From growing up in Fife to being selected to work for US President Barack Obama, renowned American astronomer Professor Anneila Sargent tells Michael Alexander about her remarkable career.
Professor Anneila Sargent doesn’t make it home to Fife too often these days.
The distinguished astronomer is too busy serving on the United States National Science Board – the team of academics advising Congress and US President Barack Obama – or researching star formation.
But when the California-based academic arrived back in Scotland this week to attend a science meeting in Glasgow and catch up with cousins in Burntisland and Troon, it didn’t take her long to be reminded she was back in the land of her birth.
“When the plane landed it was pretty dreich,” she laughs in an exclusive interview with The Courier.
“Dreich! I hadn’t thought that word for a long time! That’s when I knew I was back in Scotland!”
Professor Sargent, 73, has called California home for 50 years.
The Kirkcaldy-born Edinburgh University physics graduate emigrated to the USA with her late English-born husband Wallace – a fellow astronomer – after he persuaded her to take up a postgraduate position at the University of California.
She moved to the California Institute of Technology (Caltech) in 1967 and after raising their daughters Lindsay and Alison, she became professor of astronomy there in 1998.
This led to an unexpected phone call from the White House in 2011 inviting her to serve a six-year term, making her one of six women on the 25-strong NSB.
The professor is admirably modest.
“Don’t ask me how I got on the board!” laughs the winner of the 1998 NASA Public Service Medal who served as president of the American Astronomical Society from 2000 to 2002.
“None of us know how we got on it! I asked someone once and they said ‘you were on a lot of lists’!”
But the professor, who holds dual British and American citizenship, has never forgotten where her remarkable career began – or the inspirational role of her school teachers at Burntisland Primary and Kirkcaldy High School.
She credits her early progress to physics teacher Bill Ritchie. “He kept me in science,” she said.
But she also cites others at Kirkcaldy High School including “very good” female science and maths teachers who were “ahead of their time”.

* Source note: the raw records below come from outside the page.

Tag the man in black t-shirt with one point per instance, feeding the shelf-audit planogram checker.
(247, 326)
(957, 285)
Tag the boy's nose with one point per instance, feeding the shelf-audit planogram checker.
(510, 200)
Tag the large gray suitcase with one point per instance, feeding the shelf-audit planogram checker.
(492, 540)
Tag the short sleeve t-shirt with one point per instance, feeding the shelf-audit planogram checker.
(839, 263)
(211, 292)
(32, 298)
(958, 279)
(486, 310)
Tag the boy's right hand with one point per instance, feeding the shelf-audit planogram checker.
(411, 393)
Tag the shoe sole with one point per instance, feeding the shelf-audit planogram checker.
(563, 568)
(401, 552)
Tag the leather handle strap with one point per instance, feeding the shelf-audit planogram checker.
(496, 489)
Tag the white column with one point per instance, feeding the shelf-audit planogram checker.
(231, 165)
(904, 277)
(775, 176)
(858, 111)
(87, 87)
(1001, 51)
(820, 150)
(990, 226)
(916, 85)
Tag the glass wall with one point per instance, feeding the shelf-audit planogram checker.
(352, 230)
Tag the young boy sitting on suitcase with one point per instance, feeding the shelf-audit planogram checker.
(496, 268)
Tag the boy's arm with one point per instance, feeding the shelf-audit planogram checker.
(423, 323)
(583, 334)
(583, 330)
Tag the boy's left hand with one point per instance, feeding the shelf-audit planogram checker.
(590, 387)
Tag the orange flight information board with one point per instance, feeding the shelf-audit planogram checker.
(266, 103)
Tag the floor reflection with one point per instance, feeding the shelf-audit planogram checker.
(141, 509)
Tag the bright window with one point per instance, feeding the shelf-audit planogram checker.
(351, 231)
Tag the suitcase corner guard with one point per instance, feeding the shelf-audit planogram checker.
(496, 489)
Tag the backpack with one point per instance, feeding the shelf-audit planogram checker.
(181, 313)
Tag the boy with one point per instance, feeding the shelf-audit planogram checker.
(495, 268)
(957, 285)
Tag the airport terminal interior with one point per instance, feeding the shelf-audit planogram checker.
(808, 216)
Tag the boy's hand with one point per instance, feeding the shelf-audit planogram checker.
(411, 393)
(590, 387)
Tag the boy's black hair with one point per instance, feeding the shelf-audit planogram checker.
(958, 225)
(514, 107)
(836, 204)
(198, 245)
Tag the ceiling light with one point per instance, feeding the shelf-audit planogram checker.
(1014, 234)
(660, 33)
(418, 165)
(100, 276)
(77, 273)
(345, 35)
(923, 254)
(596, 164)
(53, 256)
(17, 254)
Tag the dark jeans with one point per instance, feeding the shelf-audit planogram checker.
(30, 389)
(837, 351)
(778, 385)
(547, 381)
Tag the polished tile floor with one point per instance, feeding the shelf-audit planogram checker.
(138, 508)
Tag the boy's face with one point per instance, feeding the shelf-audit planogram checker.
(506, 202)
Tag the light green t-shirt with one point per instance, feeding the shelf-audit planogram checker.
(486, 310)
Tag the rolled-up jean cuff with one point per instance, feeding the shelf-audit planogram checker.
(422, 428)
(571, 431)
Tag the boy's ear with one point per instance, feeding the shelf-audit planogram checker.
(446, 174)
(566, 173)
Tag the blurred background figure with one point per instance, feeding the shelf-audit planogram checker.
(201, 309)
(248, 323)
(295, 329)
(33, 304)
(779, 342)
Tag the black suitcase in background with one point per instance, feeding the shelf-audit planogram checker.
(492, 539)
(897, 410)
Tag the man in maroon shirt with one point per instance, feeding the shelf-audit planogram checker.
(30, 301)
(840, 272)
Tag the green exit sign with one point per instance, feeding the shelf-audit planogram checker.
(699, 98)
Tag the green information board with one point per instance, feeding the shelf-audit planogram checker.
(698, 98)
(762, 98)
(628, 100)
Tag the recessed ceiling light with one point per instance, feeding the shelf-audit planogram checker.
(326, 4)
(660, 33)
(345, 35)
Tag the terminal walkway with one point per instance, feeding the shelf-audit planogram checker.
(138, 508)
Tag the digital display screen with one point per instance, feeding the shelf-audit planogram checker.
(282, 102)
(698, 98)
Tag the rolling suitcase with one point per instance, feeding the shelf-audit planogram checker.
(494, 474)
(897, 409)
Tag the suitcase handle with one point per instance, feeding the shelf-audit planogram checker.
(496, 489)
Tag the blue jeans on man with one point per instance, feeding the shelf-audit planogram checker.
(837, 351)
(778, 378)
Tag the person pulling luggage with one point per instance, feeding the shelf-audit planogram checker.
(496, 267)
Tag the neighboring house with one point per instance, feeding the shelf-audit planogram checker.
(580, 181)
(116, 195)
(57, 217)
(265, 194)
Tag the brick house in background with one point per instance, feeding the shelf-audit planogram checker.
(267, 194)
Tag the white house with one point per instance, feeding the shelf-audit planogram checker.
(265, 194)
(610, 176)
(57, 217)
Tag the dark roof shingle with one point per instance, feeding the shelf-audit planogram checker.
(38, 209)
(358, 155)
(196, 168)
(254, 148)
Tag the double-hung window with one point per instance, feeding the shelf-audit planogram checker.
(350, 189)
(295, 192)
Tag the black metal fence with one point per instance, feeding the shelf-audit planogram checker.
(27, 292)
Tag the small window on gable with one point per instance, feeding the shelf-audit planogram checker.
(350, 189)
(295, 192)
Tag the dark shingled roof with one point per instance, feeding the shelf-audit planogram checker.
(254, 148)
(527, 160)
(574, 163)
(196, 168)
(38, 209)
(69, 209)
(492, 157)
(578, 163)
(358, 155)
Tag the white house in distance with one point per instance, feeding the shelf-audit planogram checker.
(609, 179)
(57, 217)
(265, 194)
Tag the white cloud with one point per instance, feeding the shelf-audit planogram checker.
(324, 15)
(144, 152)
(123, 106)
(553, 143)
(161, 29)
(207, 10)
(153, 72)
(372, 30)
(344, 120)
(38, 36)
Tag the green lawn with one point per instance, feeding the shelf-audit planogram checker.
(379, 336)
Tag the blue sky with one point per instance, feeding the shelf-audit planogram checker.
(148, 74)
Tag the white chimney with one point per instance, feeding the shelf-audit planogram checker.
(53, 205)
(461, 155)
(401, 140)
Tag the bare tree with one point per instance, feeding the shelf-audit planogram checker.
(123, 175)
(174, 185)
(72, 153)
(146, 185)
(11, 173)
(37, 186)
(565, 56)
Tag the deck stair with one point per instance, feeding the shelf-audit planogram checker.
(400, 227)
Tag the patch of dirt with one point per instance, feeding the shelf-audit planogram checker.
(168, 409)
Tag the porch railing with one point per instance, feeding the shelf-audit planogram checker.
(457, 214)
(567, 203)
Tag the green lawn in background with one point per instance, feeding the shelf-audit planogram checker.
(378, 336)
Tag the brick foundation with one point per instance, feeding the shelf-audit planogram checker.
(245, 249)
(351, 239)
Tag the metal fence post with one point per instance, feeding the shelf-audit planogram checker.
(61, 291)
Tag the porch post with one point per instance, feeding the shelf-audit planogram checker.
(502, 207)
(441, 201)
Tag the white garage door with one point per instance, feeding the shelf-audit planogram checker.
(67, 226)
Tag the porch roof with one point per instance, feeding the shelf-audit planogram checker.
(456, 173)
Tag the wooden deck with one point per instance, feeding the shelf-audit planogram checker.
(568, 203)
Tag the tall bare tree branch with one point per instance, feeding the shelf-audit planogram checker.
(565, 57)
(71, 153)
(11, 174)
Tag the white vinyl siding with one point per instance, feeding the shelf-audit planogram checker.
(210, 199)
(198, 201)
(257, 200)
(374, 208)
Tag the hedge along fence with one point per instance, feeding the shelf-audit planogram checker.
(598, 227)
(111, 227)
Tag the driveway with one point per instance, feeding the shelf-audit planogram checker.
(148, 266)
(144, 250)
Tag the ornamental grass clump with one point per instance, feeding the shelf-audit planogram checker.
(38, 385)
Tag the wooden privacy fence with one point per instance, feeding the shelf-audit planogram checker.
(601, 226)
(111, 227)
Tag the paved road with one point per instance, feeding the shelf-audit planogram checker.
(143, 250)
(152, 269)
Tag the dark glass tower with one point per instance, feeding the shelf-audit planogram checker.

She says: “I didn’t think about the significance of women at the time, but as I’ve got older, I’ve realised what dynamic interesting lives those teachers were leading. If it hadn’t been for World War Two killing their fiances they probably would have been married and wouldn’t have had careers. These were women you might want to emulate.”
Professor Sargent is grateful for the education she received in Scotland.
But she believes the USA provided her with far more “tremendous” opportunities than the UK would have done allowing her to combine a family life with life as a professional scientist.
A combination of her broad experience of policy, experience in overseeing the construction of astronomical projects like the ALMA space telescopes in Chile and the rise of feminism in the USA helped her “get on”, she believes.
Whilst she has never actually met President Obama, she did meet former President Bill Clinton and cites his administration as one of the most supportive when it came to science funding in the USA.
Yet away from the advisory boards and funding committees, her research passion remains how stars are born and evolve in our own Milky Way and in other galaxies.
“I look at how new stars are created in the cores of dense molecular clouds of dust and sun – the kind of conditions that surrounded stars like our sun 4.5 billion years ago.
“How do the new stars emerge from this obscuring material;? How is this material itself dissipated? Could planetary systems form around some of these stars?”
Last week data from NASA ‘s Kepler space telescope revealed its biggest collection of new planetary sightings to date – 1284 confirmed planets, along with 1327 additional probable sightings and 707 possible.
Professor Sargent, who has an asteroid named after her, is a firm believer that extra-terrestrial life “could be everywhere” in the universe.
She adds: “There are so many potential systems. I don’t necessarily mean life like us, but regenerative cells. But there’s no reason why there shouldn’t be life like us.”
The professor is excited by the possibility of manned missions to the Moon and Mars in the decades ahead. Yet with the extreme dangers involved, there’s also a growing case for more interplanetary work to be done by robots.
She adds: “One of my grandsons said recently he’d like to get into robotics. I said go for it – that’s the future!”
The professor is “thinking very seriously about retiring in the next year.” She has just stepped down as vice president of Caltech.
Awarded an honorary degree by Edinburgh University in 2008, her “excuse” for travelling to Scotland this time around is as a board member of the Scottish University Physics Alliance, and a meeting at Strathclyde University.
But four years after her husband died, it’s also giving here the opportunity to reflect on life.
Fortunate
She continues: “I went for a walk in Burntisland the other night. It was so sad. The high street was depressed. Kirkcaldy was in the same kind of way.
“Yet when I was here last year, walking on the beach at Dysart, visiting St Andrews and the East Neuk, it was beautiful. I forgot how pretty it was and forgot how rural the interior of Fife still is.
“I am amazingly fortunate to have had an amazing beginning in life here, and to spread my wings to California. Things change in life, but you know what? You’ve just got to go with the flow.”